Co-Evolution of Affinity and Stability for Domain Antibodies That Recognize Hydrophobic Antigens

Phage and yeast surface display are invaluable methods for evolving and tailoring the properties of biomolecules ranging from peptides and small proteins to multidomain enzymes and full-length antibodies. These methods have been used in many innovative ways for improving not only biomolecular activity but also stability as well. We have sought to use yeast surface display to evolve the affinity and stability of single-domain (V_H and V_L) antibodies specific for hydrophobic peptides and proteins linked to Alzheimer’s and Parkinson’s diseases. Interestingly, we find that the binding affinity of selected antibody mutants is anti-correlated with folding stability. Multiple rounds of mutagenesis and selection result in high-affinity domain antibodies that are unfolded on the surface of yeast and as isolated domains when produced in bacteria. The unfolded antibodies are soluble and well-expressed in bacteria, suggesting that the yeast secretory pathway removes aggregation-prone variants.
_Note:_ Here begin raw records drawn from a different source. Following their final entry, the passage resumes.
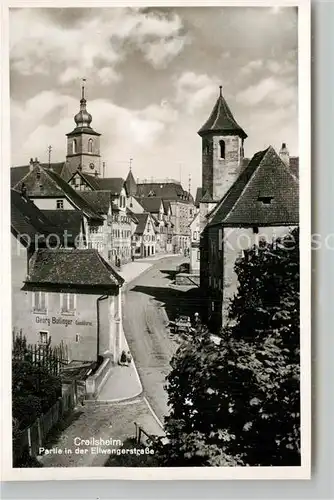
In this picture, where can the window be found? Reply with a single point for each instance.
(44, 338)
(67, 303)
(39, 302)
(222, 149)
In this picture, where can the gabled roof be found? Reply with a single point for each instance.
(28, 221)
(170, 191)
(74, 267)
(132, 215)
(150, 204)
(131, 185)
(221, 120)
(167, 206)
(99, 200)
(66, 220)
(142, 219)
(265, 177)
(45, 183)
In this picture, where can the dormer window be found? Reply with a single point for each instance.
(222, 149)
(266, 200)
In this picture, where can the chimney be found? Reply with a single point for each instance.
(284, 154)
(23, 190)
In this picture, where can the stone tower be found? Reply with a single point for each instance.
(284, 154)
(222, 152)
(83, 143)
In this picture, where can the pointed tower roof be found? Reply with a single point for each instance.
(221, 120)
(130, 184)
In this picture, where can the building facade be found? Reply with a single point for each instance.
(83, 143)
(64, 296)
(181, 205)
(145, 236)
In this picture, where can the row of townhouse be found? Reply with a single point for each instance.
(241, 202)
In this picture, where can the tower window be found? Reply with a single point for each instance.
(266, 200)
(222, 149)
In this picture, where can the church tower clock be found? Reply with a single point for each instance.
(83, 143)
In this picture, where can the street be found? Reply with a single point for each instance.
(148, 303)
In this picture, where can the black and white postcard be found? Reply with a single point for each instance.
(156, 185)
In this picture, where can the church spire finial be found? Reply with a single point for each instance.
(83, 118)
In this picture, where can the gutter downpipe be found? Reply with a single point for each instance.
(103, 297)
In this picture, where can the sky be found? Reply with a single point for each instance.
(152, 79)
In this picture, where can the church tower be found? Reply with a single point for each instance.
(83, 143)
(222, 152)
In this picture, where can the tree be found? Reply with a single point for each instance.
(239, 403)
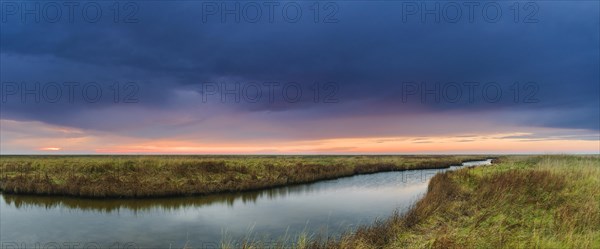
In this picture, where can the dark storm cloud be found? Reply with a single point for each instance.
(370, 53)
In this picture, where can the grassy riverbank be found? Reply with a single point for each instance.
(154, 176)
(523, 202)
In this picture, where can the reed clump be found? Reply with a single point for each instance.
(156, 176)
(522, 202)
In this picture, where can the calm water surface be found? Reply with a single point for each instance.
(327, 207)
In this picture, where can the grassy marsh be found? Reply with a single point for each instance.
(155, 176)
(523, 202)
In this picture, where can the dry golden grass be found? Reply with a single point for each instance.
(152, 176)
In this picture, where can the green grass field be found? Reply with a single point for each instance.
(154, 176)
(522, 202)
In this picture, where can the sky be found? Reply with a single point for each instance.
(299, 77)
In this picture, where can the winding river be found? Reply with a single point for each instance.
(327, 208)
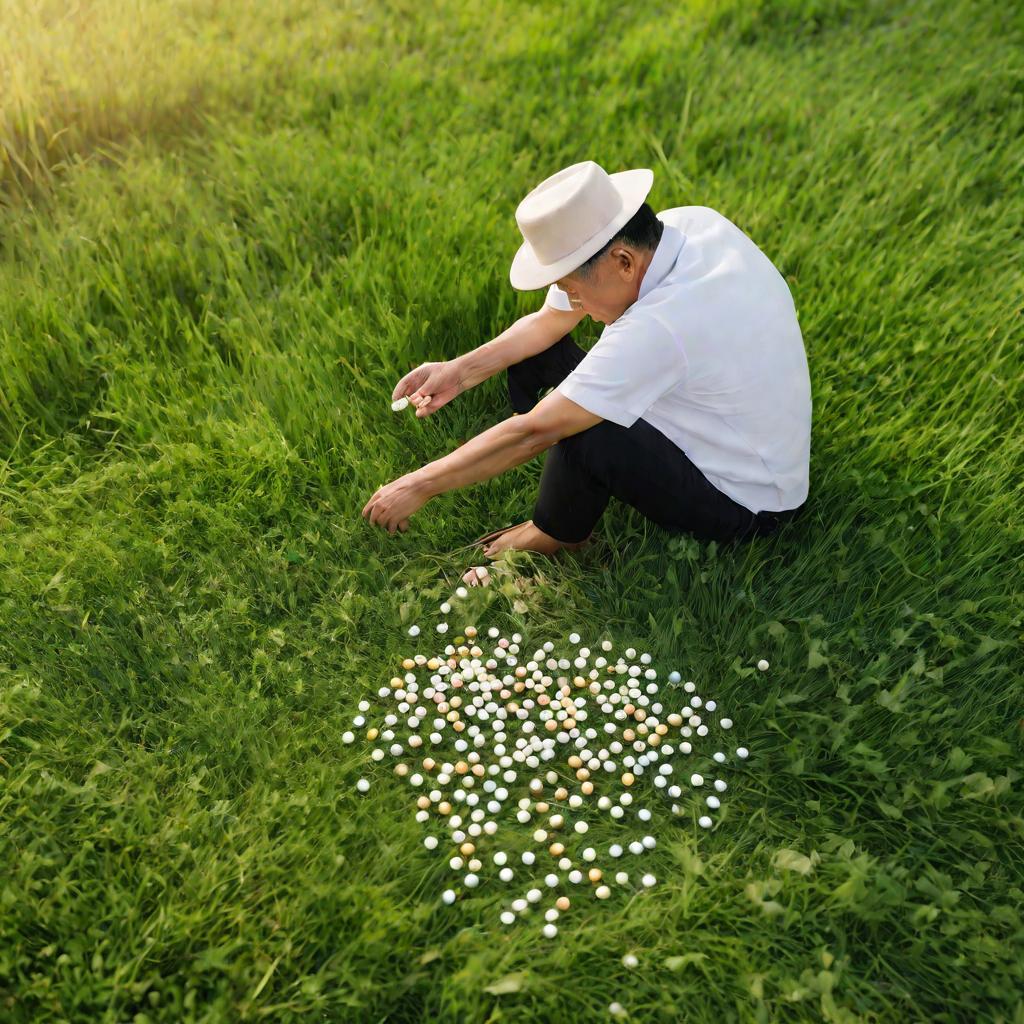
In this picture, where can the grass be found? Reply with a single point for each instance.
(199, 333)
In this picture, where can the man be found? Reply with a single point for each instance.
(693, 406)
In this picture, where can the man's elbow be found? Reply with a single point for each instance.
(538, 434)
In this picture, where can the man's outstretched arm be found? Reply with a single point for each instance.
(506, 444)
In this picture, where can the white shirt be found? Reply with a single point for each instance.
(712, 355)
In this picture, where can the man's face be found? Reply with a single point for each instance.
(612, 288)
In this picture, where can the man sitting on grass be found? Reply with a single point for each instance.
(693, 406)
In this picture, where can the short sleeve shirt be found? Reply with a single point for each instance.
(712, 355)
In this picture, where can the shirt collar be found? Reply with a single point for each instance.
(665, 257)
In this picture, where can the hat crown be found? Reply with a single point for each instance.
(569, 211)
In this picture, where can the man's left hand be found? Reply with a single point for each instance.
(392, 504)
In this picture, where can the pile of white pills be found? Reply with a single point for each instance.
(514, 758)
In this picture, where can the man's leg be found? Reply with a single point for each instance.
(547, 369)
(643, 468)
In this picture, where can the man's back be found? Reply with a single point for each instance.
(711, 354)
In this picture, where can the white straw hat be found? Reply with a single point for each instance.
(569, 216)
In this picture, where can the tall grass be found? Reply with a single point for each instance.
(198, 342)
(85, 76)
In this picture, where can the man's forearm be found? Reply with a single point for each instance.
(506, 444)
(509, 347)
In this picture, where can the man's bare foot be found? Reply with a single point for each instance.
(476, 576)
(526, 537)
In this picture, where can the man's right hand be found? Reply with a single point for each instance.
(430, 385)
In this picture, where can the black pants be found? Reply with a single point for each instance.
(638, 465)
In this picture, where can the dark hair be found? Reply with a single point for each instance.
(643, 230)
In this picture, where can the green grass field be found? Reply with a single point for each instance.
(206, 299)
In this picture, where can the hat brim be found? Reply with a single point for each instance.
(527, 272)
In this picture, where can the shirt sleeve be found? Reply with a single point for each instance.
(627, 372)
(557, 298)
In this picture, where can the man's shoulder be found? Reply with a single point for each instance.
(685, 217)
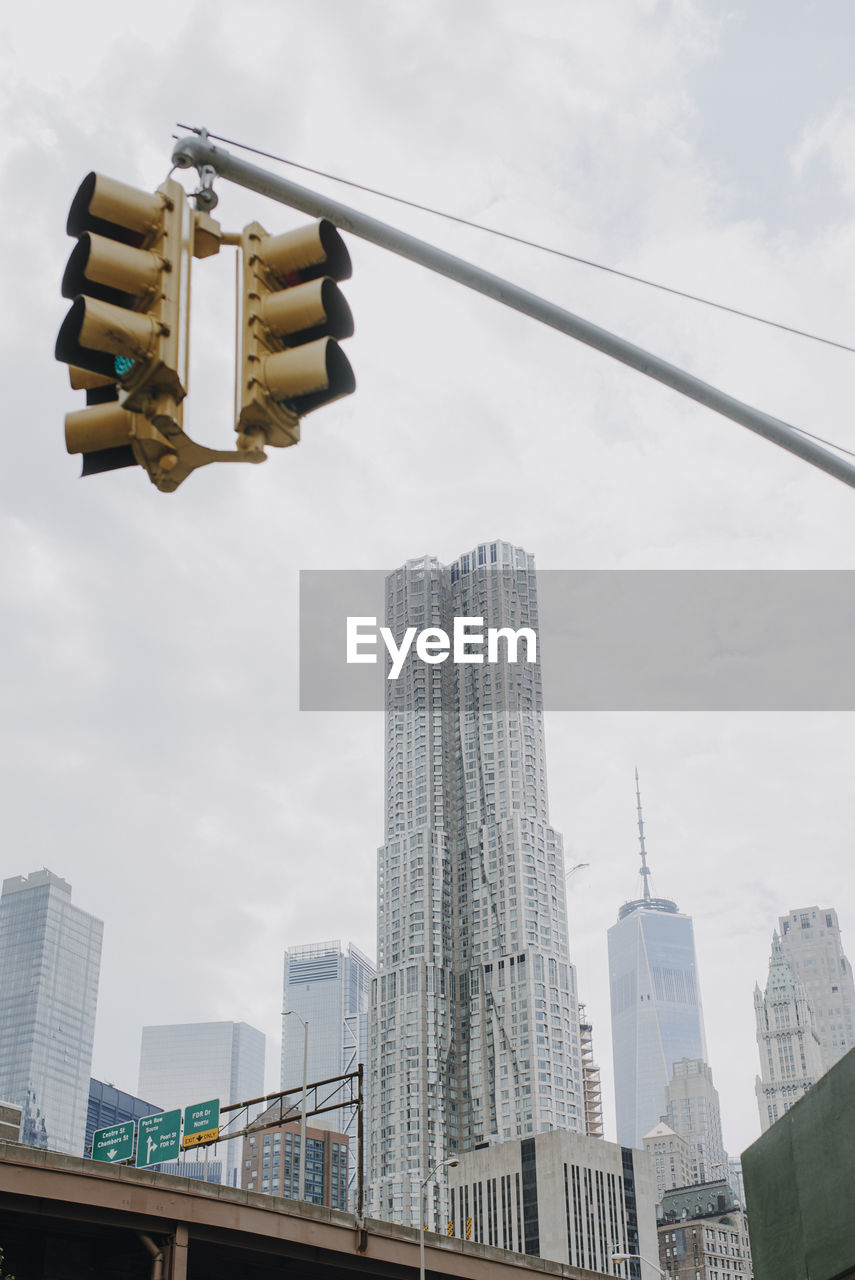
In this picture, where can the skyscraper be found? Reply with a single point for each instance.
(791, 1057)
(475, 1025)
(657, 1016)
(330, 990)
(812, 944)
(50, 960)
(694, 1112)
(190, 1063)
To improve selection of stable domain antibodies, we have replaced sequence-specific antibodies used for detecting yeast display levels with conformational probes specific for folded antibodies. This leads to significant improvements in co-evolution of antibody affinity and stability. We are currently employing this approach for optimizing domain antibodies specific for soluble and aggregated forms of several hydrophobic (amyloid-forming) proteins, as well as evaluating these evolved antibodies for their ability to detect and inhibit toxic protein aggregation.